- The Washington Times - Tuesday, August 30, 2005

President Bush yesterday sought to connect the U.S. mission in Iraq with World War II, telling Navy sailors and veterans in California that America must maintain the same kind of resolve that led to the defeat of Japan.

At celebrations ahead of the 60th anniversary of Japan’s surrender, Mr. Bush said, “We are again a nation at war” and “must not forget the lessons of the past.”

“Once again, war came to our shores with a surprise attack that killed thousands in cold blood. Once again, we face determined enemies who follow a ruthless ideology that despises everything America stands for,” Mr. Bush said at the Naval Air Station North Island, with a backdrop of the USS Ronald Reagan, the Navy’s newest aircraft carrier.

“And once again, we will not rest until victory is America’s and our freedom is secure. … We will never let the new enemies of a new century destroy with cowardice what these Americans built with courage,” Mr. Bush said to the audience, which included WWII veterans.

Mr. Bush compared his resolve to President Franklin D. Roosevelt’s in the 1940s and said America’s mission in Iraq is to turn it into a democratic ally like Japan after its 1945 surrender.

“Franklin Roosevelt refused to accept that democracy was finished. His optimism reflected his belief that the enemy’s will to power could not withstand our will to live in freedom,” Mr. Bush said.

But Democrats said Mr. Bush, whose poll numbers have plummeted in recent weeks as anti-war demonstrators have garnered nationwide press coverage, is failing in his effort to lay out an exit plan for U.S. troops in Iraq.

“Democratic Presidents Roosevelt and Truman led America to victory in World War II because they laid out a clear plan for success to the American people, America’s allies and America’s troops,” said Democratic National Committee Chairman Howard Dean.

“President Bush has failed to put together a plan, so despite the bravery and sacrifice of our troops, we are not making the progress that we should be in Iraq. The troops, our allies and the American people deserve better leadership from our commander in chief,” he said.
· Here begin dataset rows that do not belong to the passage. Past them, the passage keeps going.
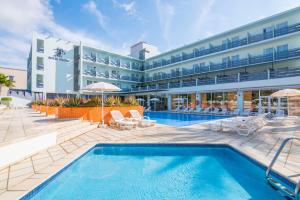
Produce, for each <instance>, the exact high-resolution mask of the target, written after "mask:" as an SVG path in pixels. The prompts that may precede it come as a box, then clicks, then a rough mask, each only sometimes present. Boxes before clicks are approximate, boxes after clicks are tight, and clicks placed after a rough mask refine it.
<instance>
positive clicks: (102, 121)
mask: <svg viewBox="0 0 300 200" xmlns="http://www.w3.org/2000/svg"><path fill="white" fill-rule="evenodd" d="M101 114H102V128H103V127H104V113H103V91H102V102H101Z"/></svg>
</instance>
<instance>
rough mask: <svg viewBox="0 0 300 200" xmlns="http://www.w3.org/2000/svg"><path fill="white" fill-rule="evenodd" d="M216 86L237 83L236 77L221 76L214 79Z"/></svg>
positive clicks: (235, 74)
mask: <svg viewBox="0 0 300 200" xmlns="http://www.w3.org/2000/svg"><path fill="white" fill-rule="evenodd" d="M216 82H217V84H222V83H234V82H238V75H237V74H234V75H230V76H221V77H217V79H216Z"/></svg>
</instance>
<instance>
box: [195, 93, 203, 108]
mask: <svg viewBox="0 0 300 200" xmlns="http://www.w3.org/2000/svg"><path fill="white" fill-rule="evenodd" d="M201 104H202V102H201V93H200V92H196V110H200V109H201Z"/></svg>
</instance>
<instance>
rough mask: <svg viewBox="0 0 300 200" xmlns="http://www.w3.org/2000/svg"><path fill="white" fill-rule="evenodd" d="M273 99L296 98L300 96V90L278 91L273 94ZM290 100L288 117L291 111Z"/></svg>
mask: <svg viewBox="0 0 300 200" xmlns="http://www.w3.org/2000/svg"><path fill="white" fill-rule="evenodd" d="M271 96H272V97H295V96H300V90H296V89H283V90H278V91H277V92H274V93H273V94H271ZM287 100H288V115H289V114H290V111H289V98H287Z"/></svg>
For the first time in recent months, Mr. Bush said the United States cannot allow Iraq’s vast oil fields to fall into the hands of terrorists such as Abu Musab Zarqawi and Osama bin Laden.
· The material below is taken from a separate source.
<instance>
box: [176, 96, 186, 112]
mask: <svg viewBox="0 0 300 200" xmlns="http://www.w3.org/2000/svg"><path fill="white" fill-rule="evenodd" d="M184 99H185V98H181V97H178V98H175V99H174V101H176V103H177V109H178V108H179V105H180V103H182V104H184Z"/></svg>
“If Zarqawi and bin Laden gain control of Iraq, they would create a new training ground for future terrorist attacks,” he said. “They’d seize oil fields to fund their ambitions. They could recruit more terrorists by claiming a historic victory over the United States and our coalition.”

After the speech, Mr. Bush returned to Texas to prepare to fly back to the nation’s capital today — two days ahead of schedule. This afternoon, he will meet with the heads of federal agencies dealing with relief efforts related to Hurricane Katrina.

The White House said yesterday that there have been “initial discussions” about a presidential visit to affected areas — likely by the end of the week.